= Mireya Véliz =

Chilean actress (1915–2013)

Mireya Véliz (1915 – 5 September 2013) was a Chilean actress with a career of more than 50 years, retiring at the age of 96.

== Career ==
Véliz was featured in some of the first televised TV-theatre productions in Chile which were directed by Hugo Miller for Chile's Channel 13.

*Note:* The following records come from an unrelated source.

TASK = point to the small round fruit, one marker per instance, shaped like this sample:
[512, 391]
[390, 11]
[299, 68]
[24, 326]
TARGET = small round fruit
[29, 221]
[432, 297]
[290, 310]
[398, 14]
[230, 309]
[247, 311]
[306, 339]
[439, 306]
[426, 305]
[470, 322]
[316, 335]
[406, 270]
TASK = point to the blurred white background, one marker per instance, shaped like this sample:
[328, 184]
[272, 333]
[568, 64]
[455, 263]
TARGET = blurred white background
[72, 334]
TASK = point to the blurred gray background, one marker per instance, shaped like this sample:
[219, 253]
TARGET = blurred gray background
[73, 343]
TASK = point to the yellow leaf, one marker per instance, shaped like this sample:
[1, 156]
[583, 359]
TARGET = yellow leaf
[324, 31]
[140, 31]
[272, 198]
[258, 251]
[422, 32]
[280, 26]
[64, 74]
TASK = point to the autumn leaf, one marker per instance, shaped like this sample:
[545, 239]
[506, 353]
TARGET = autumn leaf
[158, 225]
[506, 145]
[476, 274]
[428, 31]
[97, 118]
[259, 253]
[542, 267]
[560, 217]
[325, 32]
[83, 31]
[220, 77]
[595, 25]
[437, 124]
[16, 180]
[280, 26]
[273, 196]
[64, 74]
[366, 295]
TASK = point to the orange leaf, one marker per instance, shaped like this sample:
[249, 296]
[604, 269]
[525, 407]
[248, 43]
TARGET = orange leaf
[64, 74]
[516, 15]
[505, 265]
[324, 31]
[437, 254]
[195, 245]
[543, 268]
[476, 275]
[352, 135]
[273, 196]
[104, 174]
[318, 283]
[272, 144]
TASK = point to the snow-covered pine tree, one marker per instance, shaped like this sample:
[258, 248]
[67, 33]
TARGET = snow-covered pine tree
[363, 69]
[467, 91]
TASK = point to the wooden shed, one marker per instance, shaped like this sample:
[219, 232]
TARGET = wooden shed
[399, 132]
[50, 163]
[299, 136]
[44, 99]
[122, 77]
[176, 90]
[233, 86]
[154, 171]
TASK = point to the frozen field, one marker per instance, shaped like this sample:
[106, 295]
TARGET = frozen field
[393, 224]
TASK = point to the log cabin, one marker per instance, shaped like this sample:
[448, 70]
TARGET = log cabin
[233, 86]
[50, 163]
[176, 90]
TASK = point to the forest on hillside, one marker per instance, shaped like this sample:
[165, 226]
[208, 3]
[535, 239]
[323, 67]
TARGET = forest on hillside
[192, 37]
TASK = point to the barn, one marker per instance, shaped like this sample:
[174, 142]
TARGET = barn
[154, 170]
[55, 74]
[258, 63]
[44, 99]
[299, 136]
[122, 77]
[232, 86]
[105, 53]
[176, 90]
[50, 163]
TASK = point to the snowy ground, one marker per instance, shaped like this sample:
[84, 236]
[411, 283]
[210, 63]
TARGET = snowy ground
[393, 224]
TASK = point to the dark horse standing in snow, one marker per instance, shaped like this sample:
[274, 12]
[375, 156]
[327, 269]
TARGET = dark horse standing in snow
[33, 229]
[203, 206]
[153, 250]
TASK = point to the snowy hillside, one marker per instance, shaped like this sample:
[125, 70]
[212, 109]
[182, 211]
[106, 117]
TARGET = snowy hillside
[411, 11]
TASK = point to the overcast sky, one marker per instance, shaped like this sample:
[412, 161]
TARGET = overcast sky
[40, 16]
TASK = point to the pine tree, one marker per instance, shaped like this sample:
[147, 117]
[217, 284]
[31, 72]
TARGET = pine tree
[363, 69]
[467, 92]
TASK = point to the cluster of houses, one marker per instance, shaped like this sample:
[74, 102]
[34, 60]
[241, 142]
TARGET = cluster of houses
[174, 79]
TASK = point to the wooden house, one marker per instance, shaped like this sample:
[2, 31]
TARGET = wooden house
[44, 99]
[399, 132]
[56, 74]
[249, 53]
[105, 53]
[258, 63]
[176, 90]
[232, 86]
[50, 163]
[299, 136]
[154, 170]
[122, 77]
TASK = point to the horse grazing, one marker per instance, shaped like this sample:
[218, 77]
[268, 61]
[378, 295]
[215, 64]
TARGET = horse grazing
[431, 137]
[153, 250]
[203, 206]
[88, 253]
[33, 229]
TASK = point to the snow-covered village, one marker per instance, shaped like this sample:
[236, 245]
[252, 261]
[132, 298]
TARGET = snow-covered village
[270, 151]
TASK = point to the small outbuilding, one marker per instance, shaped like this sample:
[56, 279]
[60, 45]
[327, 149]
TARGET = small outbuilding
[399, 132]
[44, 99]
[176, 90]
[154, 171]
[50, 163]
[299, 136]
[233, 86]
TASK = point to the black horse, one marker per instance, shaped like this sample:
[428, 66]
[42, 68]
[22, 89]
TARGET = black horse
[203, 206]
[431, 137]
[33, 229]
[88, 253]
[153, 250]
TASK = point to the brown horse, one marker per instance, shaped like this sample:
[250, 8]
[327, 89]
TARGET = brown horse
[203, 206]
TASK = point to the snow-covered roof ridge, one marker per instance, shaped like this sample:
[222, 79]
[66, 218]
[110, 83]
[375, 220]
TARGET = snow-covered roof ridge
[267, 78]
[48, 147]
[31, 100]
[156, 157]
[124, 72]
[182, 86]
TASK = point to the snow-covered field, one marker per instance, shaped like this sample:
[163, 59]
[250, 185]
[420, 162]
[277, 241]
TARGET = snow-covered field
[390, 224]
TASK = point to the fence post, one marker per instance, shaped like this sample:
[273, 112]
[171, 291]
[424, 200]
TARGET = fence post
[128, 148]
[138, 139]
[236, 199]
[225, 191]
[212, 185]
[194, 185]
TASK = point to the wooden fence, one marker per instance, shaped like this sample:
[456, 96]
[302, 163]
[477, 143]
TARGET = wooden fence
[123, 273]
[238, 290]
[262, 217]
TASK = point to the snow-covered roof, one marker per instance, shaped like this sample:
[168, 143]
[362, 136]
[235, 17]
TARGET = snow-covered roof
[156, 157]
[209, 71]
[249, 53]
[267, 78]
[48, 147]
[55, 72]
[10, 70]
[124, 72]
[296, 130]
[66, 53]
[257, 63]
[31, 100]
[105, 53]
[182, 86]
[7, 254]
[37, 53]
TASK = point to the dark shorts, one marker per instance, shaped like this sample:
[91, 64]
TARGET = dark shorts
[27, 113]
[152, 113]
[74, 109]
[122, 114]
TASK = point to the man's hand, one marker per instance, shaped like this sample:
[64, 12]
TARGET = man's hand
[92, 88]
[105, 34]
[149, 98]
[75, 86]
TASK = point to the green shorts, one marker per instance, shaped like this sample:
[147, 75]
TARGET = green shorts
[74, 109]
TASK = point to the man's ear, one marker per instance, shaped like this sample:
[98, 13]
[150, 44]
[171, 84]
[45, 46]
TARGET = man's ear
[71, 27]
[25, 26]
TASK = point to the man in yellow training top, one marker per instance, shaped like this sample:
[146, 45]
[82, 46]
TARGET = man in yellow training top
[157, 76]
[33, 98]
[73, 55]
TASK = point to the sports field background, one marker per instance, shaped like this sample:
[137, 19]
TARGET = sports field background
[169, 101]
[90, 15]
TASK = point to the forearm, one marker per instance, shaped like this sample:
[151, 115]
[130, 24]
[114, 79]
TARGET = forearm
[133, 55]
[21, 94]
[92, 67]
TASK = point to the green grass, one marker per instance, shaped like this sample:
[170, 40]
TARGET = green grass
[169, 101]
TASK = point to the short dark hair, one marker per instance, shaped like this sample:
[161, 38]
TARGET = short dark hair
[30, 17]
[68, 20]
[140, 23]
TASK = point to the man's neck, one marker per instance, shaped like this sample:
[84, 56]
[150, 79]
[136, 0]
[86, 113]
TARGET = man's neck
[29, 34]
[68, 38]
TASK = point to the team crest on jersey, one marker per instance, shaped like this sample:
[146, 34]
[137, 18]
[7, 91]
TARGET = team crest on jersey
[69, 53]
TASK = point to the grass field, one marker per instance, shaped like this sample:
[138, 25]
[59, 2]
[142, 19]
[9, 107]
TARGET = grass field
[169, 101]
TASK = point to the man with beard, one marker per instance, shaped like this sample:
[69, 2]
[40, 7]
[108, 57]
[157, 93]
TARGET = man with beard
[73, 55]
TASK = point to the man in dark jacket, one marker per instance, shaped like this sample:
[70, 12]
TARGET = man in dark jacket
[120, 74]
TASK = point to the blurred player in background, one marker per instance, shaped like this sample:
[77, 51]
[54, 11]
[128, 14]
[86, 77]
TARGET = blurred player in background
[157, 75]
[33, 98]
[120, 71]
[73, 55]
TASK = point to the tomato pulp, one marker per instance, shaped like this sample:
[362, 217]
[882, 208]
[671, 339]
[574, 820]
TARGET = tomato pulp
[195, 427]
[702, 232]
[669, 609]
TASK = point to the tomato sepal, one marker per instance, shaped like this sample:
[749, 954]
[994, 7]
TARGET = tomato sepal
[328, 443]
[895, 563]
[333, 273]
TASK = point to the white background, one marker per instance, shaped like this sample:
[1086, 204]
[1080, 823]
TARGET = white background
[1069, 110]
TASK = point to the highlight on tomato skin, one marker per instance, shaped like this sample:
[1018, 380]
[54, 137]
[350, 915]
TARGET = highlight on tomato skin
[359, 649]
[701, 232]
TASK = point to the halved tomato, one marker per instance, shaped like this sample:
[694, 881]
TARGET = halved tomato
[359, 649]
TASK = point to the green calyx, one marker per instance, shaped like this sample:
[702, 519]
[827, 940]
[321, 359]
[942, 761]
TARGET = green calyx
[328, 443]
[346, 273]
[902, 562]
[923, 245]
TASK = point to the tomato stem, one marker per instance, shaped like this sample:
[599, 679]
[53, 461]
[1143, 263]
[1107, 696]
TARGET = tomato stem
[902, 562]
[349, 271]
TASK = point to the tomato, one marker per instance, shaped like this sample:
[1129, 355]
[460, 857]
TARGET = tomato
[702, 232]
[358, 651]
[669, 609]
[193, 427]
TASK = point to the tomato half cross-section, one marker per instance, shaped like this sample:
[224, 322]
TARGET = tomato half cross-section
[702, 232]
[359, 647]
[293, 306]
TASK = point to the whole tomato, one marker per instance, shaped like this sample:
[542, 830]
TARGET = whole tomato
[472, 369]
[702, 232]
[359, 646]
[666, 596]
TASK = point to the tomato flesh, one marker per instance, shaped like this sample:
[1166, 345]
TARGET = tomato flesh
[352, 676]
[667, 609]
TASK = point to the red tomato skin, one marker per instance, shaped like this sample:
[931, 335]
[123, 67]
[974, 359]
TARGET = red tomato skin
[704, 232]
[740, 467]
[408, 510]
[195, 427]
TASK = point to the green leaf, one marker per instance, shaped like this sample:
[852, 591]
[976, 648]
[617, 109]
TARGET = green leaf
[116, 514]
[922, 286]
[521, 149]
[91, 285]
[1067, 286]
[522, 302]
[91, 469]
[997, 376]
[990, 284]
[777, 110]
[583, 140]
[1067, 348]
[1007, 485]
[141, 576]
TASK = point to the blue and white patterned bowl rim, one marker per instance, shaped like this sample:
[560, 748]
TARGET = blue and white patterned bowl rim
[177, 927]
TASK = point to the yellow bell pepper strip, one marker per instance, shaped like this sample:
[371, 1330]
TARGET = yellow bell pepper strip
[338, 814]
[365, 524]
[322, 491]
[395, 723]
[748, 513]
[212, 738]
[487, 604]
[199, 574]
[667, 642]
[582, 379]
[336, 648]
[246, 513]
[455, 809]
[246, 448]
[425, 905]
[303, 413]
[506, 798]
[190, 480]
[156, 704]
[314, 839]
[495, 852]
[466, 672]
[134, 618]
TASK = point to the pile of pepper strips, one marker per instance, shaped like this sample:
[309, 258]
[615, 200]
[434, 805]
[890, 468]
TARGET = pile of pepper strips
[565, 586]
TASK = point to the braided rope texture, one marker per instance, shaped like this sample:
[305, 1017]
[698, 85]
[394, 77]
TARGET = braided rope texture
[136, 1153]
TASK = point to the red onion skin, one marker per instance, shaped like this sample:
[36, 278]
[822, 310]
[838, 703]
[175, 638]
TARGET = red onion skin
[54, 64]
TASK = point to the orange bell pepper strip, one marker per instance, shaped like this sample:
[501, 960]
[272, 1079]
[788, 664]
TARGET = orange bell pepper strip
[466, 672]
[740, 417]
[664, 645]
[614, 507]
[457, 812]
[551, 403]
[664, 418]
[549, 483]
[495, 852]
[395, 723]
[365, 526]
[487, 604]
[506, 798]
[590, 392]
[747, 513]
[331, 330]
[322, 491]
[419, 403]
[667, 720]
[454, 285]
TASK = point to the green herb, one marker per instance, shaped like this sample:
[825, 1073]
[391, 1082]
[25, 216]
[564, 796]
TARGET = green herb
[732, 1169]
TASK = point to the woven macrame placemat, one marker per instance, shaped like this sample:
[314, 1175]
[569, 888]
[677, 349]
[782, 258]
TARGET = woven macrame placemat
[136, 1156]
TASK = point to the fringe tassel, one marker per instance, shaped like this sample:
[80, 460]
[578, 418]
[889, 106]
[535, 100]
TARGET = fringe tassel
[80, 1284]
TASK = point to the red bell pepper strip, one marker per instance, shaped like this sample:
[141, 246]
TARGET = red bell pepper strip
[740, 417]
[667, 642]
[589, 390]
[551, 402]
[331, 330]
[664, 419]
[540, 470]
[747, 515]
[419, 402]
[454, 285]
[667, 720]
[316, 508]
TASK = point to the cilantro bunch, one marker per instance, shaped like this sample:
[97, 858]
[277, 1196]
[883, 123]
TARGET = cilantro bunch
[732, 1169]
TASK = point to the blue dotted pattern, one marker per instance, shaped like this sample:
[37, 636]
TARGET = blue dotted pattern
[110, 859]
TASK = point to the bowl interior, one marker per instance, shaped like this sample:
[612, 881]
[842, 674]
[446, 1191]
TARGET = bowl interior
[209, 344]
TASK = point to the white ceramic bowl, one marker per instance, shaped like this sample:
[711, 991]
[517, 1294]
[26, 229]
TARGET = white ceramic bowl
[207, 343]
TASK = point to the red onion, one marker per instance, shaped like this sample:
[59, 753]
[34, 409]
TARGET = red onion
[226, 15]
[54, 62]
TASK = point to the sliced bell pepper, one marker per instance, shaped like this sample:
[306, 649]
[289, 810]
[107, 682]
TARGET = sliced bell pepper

Before working in television she spent a number of years writing, directing and producing theatre for children. She later became part of the Teatre Ensayo which was a major University theatre company in Chile. Within this company she wrote radio-theatre and worked on the program La Voz de America which was recorded in the U.S. embassy.

In 1986 she was in the cast of the Universidad Catolica theatre production of Juan Radrigan’s El Pueblo de mal amor alongside other prominent actors such as Patricio Strahovsky and Gabriela Medina. The play’s theme inspired by real events dealt with homelessness, displacement and exile and interplayed with the biblical themes of exile and the Promised Land.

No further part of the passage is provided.